Steuerlicher Ansatz von Pflichtteilsansprüchen bei Betriebsvermögen

Mit Urteil des Bundesfinanzhofes (BFH) vom 22.07.2015 (Az. II R 12/14) hat dieser entschieden, dass ein vollständiger Abzug von Verbindlichkeiten für Pflichtteilsansprüche auch dann vorgenommen werden kann, wenn es sich bei dem erworbenen Vermögen um steuerlich begünstigtes Betriebsvermögen handelt.

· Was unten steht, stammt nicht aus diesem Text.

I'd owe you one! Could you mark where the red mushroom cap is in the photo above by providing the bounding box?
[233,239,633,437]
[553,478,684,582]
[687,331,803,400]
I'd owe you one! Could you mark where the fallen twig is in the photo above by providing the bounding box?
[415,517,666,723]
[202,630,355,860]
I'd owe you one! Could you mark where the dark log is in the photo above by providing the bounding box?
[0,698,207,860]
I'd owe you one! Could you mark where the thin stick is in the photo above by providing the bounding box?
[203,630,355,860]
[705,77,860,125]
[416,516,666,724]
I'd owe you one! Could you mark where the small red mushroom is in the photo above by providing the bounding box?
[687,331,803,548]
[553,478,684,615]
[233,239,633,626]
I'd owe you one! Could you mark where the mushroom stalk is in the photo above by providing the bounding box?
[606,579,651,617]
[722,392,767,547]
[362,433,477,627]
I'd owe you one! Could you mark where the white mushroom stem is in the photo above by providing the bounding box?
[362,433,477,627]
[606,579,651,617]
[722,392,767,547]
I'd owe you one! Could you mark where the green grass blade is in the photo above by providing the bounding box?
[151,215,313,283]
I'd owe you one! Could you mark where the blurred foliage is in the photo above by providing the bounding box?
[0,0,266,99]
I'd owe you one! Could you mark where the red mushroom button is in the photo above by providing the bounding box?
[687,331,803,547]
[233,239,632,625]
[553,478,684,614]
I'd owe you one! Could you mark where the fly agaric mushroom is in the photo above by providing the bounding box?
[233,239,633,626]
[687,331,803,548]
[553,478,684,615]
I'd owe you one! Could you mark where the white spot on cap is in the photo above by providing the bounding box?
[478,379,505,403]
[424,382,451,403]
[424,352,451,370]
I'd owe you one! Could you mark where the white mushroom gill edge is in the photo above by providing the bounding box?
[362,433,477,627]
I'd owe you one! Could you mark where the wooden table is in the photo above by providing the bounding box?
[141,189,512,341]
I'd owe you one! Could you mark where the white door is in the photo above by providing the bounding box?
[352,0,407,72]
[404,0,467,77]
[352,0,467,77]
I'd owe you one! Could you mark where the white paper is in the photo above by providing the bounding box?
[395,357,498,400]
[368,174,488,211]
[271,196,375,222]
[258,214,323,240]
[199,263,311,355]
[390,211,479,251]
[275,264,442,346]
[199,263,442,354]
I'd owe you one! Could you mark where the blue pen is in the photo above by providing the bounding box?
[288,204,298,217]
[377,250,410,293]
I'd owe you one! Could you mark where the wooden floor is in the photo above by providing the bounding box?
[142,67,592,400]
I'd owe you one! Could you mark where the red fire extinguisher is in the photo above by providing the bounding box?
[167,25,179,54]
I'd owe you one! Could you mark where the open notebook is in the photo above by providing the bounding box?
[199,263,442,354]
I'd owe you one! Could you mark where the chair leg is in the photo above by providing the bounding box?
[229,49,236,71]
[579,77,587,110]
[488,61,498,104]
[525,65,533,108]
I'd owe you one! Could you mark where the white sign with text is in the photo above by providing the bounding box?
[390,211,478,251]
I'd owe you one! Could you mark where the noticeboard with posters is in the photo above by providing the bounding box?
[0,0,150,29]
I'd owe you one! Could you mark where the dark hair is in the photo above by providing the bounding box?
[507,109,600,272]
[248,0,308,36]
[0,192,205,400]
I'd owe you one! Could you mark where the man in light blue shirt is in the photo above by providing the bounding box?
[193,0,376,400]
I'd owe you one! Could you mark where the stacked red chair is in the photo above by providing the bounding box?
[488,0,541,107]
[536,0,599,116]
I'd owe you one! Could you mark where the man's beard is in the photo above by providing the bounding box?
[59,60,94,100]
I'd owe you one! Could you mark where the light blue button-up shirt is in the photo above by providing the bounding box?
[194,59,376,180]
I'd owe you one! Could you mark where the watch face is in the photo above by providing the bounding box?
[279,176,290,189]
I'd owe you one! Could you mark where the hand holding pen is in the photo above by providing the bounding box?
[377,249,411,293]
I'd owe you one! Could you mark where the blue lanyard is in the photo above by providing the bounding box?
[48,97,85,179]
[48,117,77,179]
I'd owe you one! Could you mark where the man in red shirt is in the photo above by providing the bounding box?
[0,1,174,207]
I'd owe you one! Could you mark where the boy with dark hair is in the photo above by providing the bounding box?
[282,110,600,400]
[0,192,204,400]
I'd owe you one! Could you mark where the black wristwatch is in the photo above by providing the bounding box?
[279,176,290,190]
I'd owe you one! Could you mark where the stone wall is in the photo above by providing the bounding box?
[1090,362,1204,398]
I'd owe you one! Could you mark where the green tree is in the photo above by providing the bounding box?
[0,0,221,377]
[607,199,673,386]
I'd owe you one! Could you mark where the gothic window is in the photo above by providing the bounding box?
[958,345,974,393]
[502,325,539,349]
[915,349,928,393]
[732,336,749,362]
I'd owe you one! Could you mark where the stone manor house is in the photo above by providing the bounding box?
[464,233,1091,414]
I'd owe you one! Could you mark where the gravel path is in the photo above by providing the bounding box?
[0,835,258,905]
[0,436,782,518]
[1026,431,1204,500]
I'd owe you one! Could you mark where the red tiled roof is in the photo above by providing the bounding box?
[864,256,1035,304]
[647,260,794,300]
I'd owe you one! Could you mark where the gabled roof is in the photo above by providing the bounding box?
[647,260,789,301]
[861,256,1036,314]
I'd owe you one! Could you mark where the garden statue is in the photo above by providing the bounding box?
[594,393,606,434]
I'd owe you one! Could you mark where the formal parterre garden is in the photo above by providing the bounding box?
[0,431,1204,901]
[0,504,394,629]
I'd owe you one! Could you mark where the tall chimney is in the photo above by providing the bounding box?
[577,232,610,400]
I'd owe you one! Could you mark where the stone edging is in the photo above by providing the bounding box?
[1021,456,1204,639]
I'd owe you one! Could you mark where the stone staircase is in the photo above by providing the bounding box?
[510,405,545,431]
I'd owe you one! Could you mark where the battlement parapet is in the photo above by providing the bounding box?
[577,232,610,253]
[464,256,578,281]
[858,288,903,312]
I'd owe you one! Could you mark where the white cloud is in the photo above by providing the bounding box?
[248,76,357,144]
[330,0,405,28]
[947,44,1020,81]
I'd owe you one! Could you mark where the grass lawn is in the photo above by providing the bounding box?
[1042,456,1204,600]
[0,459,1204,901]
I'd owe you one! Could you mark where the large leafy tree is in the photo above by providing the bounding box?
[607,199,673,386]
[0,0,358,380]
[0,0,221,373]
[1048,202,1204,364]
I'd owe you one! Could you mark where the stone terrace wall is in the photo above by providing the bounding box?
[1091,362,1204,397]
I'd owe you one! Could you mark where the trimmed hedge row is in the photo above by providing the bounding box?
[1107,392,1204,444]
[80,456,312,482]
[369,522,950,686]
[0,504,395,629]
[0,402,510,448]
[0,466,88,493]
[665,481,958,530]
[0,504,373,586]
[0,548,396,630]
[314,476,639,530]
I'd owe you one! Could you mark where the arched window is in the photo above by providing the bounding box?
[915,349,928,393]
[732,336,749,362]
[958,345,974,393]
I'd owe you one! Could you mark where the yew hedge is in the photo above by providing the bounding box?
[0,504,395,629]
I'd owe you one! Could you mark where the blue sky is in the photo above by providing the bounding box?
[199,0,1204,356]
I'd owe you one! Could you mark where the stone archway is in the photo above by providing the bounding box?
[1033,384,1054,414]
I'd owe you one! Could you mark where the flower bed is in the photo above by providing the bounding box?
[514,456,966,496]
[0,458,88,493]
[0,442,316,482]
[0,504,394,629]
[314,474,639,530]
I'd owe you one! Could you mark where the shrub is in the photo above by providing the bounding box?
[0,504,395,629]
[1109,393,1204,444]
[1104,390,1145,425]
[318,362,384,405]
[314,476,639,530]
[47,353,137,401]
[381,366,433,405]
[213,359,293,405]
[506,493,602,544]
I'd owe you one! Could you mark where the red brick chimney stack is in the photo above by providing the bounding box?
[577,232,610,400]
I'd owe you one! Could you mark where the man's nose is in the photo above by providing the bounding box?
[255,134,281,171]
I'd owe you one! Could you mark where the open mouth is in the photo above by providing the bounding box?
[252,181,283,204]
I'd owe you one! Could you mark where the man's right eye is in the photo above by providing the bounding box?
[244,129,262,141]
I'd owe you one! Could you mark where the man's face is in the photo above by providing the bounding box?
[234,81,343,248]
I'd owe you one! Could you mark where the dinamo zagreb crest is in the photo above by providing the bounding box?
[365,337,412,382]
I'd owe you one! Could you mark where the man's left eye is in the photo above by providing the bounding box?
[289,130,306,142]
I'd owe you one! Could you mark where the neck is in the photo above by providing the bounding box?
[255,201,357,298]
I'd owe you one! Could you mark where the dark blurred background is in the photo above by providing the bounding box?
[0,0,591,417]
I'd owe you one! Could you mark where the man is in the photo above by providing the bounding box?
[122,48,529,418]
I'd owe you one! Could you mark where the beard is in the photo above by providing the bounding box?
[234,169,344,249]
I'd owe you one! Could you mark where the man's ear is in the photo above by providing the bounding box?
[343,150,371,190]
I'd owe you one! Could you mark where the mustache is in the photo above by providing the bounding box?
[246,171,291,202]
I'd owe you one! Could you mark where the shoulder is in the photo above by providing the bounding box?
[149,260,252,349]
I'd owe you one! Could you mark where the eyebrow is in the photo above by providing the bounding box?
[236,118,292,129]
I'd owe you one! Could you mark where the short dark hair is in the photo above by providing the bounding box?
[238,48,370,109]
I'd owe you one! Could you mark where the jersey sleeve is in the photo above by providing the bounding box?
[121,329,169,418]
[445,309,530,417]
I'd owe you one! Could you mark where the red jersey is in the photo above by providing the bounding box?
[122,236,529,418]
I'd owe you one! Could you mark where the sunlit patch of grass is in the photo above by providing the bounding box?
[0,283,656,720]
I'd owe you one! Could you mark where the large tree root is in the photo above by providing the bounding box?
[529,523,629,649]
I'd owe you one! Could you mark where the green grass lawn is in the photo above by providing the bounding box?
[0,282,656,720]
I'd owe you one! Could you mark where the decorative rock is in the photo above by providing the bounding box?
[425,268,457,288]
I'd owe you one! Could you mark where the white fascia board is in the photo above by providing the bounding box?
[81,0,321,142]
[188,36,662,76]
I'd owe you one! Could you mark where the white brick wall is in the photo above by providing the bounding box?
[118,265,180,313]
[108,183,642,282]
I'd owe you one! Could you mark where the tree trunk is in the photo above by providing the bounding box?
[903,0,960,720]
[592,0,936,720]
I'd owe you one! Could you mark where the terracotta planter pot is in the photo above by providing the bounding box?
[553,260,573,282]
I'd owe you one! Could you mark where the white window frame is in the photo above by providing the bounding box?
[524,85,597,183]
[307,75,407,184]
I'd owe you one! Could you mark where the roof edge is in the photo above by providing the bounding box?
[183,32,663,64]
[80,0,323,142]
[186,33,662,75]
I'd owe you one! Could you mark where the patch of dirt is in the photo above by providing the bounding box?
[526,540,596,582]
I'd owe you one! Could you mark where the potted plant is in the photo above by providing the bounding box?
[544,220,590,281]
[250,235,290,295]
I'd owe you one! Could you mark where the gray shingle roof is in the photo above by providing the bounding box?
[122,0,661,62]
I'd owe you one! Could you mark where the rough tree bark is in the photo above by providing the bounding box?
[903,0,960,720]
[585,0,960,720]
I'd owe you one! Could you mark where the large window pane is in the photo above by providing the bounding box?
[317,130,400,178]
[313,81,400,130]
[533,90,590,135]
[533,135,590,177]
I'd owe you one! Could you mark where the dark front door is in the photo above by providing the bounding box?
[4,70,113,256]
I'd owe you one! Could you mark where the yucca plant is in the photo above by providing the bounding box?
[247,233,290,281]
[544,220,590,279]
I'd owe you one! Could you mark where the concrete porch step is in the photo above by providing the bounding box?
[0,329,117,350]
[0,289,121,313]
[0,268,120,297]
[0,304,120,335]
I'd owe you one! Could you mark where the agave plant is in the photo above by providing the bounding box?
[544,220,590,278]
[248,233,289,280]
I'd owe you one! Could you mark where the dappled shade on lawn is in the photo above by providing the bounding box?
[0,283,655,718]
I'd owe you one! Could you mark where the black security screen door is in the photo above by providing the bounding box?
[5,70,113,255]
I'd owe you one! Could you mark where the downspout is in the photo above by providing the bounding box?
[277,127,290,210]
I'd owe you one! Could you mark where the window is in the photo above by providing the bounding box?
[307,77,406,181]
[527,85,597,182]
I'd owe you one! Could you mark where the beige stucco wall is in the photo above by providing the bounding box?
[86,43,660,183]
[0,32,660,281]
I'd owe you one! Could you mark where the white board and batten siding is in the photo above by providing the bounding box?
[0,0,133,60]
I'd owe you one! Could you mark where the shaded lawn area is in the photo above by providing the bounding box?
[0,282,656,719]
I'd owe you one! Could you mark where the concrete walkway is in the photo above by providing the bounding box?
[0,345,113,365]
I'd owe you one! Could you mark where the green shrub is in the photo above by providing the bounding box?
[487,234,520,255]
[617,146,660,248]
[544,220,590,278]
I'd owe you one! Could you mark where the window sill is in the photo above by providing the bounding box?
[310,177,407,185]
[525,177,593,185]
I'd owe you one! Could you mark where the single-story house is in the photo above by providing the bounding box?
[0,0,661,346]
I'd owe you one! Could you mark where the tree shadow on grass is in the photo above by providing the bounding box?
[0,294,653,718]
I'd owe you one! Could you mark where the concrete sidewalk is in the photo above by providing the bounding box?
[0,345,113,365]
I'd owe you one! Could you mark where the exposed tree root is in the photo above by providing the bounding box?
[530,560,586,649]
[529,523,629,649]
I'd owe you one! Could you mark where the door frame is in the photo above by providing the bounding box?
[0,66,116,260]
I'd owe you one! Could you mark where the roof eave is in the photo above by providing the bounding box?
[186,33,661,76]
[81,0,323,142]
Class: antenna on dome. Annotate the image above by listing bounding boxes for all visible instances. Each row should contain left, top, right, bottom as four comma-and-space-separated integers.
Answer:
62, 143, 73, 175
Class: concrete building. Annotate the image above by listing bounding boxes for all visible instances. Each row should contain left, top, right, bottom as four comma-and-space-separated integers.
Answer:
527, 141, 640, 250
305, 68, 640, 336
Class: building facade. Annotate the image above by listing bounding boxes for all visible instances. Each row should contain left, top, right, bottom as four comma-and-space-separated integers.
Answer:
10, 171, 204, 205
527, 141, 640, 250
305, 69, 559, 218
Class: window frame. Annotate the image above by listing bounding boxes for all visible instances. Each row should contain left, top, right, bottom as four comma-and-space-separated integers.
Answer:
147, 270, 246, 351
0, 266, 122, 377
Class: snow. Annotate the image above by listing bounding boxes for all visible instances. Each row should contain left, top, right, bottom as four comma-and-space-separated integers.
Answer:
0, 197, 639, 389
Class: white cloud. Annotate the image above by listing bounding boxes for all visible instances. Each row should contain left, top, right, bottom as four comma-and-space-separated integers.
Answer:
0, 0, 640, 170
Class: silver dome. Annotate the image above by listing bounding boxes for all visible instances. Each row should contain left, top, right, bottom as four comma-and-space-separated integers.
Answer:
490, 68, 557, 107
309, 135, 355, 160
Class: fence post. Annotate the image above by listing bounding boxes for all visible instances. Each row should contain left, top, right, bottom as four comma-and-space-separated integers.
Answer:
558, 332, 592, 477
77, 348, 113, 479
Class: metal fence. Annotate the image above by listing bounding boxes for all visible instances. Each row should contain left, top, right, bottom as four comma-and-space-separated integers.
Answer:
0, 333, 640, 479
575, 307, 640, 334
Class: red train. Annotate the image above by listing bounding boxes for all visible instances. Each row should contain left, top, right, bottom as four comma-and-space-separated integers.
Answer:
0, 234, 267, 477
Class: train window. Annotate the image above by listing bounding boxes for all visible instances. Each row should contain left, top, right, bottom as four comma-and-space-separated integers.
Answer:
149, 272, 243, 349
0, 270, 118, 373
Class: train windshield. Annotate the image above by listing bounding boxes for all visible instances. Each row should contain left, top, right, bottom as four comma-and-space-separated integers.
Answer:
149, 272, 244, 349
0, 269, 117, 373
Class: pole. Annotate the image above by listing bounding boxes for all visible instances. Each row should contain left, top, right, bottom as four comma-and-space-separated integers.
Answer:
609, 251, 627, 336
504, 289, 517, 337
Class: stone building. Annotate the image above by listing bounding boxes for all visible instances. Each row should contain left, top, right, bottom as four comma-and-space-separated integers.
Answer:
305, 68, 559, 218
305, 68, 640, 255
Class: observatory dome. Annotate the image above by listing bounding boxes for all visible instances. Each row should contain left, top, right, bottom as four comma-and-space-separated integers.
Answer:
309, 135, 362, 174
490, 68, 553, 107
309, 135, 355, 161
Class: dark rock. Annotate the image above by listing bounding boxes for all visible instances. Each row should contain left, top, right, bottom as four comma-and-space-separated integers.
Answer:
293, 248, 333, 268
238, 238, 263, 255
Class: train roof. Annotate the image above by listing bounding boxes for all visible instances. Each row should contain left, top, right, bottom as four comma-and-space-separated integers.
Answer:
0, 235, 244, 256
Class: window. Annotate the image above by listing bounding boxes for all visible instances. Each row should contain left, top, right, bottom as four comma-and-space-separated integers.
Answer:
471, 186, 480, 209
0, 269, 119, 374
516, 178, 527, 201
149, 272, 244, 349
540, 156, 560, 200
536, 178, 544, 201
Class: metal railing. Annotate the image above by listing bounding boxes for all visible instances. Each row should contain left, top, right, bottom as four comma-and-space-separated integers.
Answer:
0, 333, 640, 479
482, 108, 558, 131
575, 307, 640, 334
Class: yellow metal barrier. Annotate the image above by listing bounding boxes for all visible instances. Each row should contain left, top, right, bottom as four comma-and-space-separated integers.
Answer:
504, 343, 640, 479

Bisher nahm die Finanzverwaltung an, dass Verpflichtungen zur Zahlung des geltend gemachten Pflichtteilsanspruches in solchen Fällen nicht vollständig abzugsfähig sind. Denn die Pflichtteilsansprüche seien, so die Ansicht der Finanzverwaltung, stets im wirtschaftlichen Zusammenhang mit den einzelnen durch den Erbfall erworbenen Vermögensgegenständen oder Vermögen zu sehen, so dass der Abzug der Pflichtteilslast der beschränkten Abzugsfähigkeit unterliegt, sofern begünstigtes Vermögen im Sinne des § 13a ErbStG erworben wurde (R E 10.10. Abs. 2 Erbschaftsteuerrichtlinie 2011). Die Verbindlichkeiten infolge des Pflichtteilsanspruches waren bisher somit nur anteilig abzugsfähig.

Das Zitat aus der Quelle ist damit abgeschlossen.